October 12, 1968 was going to be the first big GI and Veterans’ March for Peace in the San Francisco Bay area. And so, like the “Nine for Peace,” some of us who were AWOL were going to turn ourselves in, in conjunction with the march. On the 11th there was an article in the paper that said a prisoner at the Presidio stockade had been shotgunned and killed. Nobody on the outside knew what was going on, so my assignment was to go into the stockade, find out what’s going on and get the message out.
The first thing I did is try and find Keith Mather. I found out that they had in fact shotgunned this guy Richard Bunch. Keith and I and Walter Pawlowski and a few others said we got to do something. You’re talking about some tough, quality people here. I think I was the only guy that had graduated from high school. They were working class and it was the very thing that made the GI movement in that period unusual and really dangerous I think to the establishment; that these weren’t the educated kids, these weren’t the kids sitting around intellectually singing hootenanny songs. These were guys who were disenfranchised and oppressed and they were taking it up. That’s what made the GI movement such a threat.
Saturday night we had a meeting in the cellblock, which was then taken to other cellblocks. We were going to sit down, refuse to get up and we were going to sing. The black GIs decided they weren’t going to do it because they figured they were the only ones who’d get punished. It wasn’t clear who else was going to do it and who wasn’t … I guess it never occurred to me that I wouldn’t do it. Every morning they had a formation and did roll call, because as prisoners they count you all the time. So on roll call formation, some of us broke ranks and walked over there. The brass started freaking out instantly. We sat down, linked arms and started singing. The main song was “We Shall Overcome.” In the very act of breaking ranks and going to do it we said, fuck it, we don’t care what happens, we’re just going to do it. It was an elation, like an energy, people were up. We didn’t give a shit what they did. The commandant came over and tried to read the mutiny article to us. We just sang louder whenever he tried to talk. We were not going to be intimidated, even though it’s a capital offense.

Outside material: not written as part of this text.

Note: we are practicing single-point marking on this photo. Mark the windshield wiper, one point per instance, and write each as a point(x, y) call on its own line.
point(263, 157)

We had agreed that one person was going to stand up and read our demands, and that person was Walter Pawlowski, who was very popular among the guys. He read the list of our demands, and asked for a response. It was all polite … “May I have your response sir?” And of course they didn’t have any response. So we just kept singing and pretty soon up comes the fire truck. The firemen get out and they’re standing around. We didn’t know it at the time, but later we found out they told the firemen to squirt us, and the firemen said no, we fight fires, we don’t do this shit. All we knew is the fire trucks were there, but we didn’t get squirted. The camera guys were running around taking pictures for evidence, but instead of trying to hide we’d grin for them.
Then they brought in this company of MPs, with their riot stuff on, their gas masks and their big sticks. We just kept singing. Pretty soon the MPs came over and started grabbing people. They stuck us all together in one cellblock, which was great and made it easier to build unity, and charged us with mutiny. The Presidio 27 became an organized force then, we bonded together in a big way. We were steadfast, we never wavered. Never once did anybody apologize or say I wish I hadn’t done it.